In order to develop alternatives for self-injury, one must have some sense or idea as to why we do it. Through self-discovery and therapy, we can help ourselves understand or at least realize what it is that may trigger us in to this behavior.
Feelings or underlying feelings play a major role in why we self-injure. Ask yourself: do any of these feelings make me want to hurt myself? anger, sad, lonely, stupid, hurt, happy, nervous, small, afraid, sexy, hopeless, empty, guilty, ashamed, cheated, let down, tricked, crazy, annoyed, embrassed, humilated.

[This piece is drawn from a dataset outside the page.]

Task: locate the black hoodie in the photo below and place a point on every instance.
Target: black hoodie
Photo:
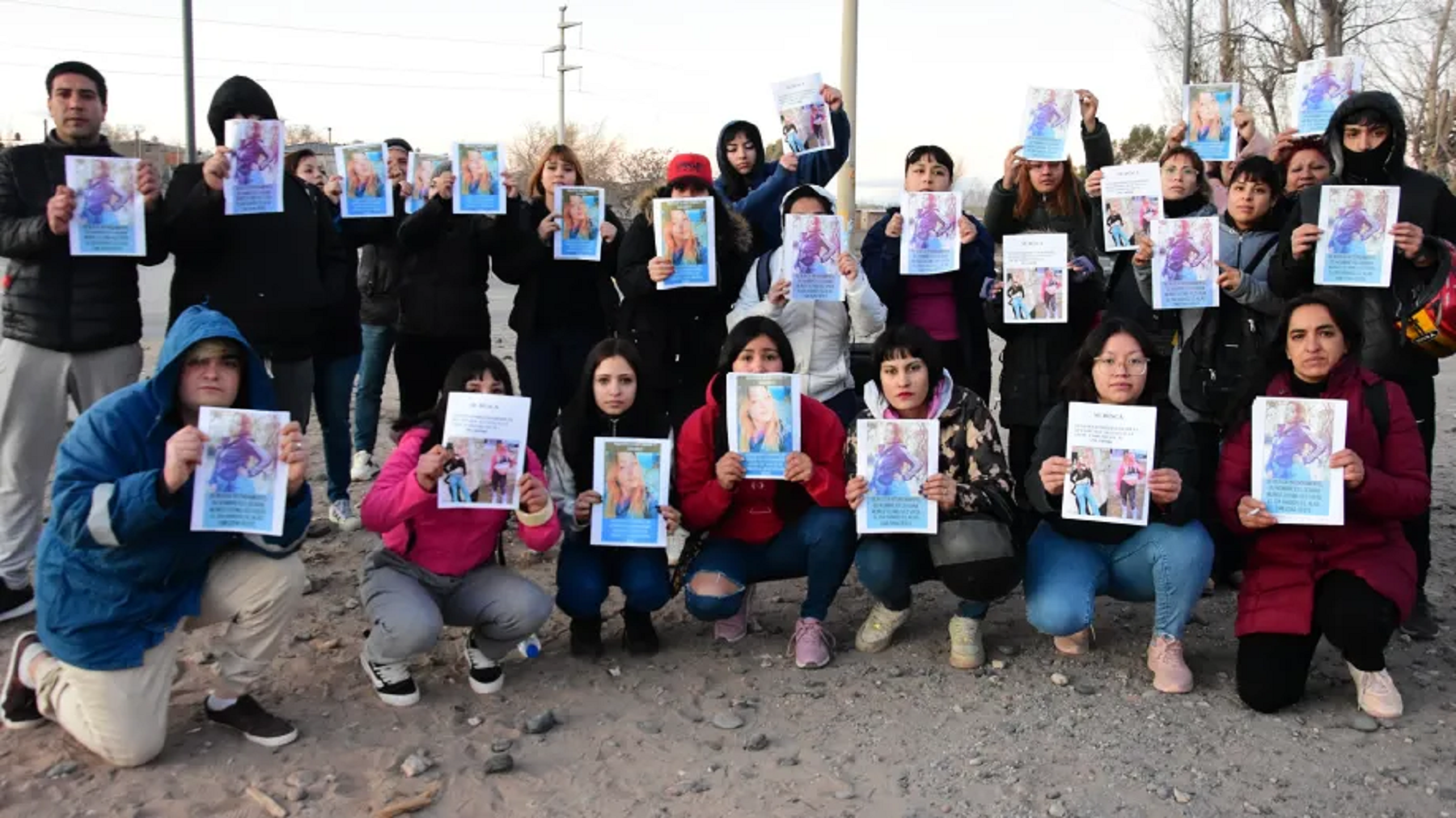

When we are surrounded by our feelings and emotions we can feel, isolated, dissociative and even threatened. We can recognize that a feeling “triggers” us into an unhealthy response, we can then work on an alternative behavior other then self-injury. From our experiences, we go from 0-10 on the feelings scale without anything inbetween. Meaning, we have a feeling and then immediatley go to the self-harm behavior. We’re sure we are not the only ones who do this.
One technique we are trying to use and develop for ourselves is self talk. Recognizing the behavior, understanding the need to injure, but promising ourselves to take five or five minutes before doing anything. Sometimes the extra time out helps us get through the feelings enough to stay safe.
Another technique we use is the safety agreement. This way we have made a promise to ourselves and to our therapist that we will stay safe or call if we need help.. This works for us because we belive in promises and don’t like to break them.
How does a safety contract work? Well, first of all you need to promise yourself you need help. Then call for help and Wait for an answer. Next accept the help that is given you. When all else fails call 911.
You should have at least three resources or contacts near you at all times so that when you are in a crisis situtaion you can call someone to help you, even if that means just talking to you or calling 911 for you. The more resources you have the better chances you have of getting the help you need. And remember, people are human so they may not always be there for you at a given time. Don’t give up — go to your next resource.
But most important: Take care of you!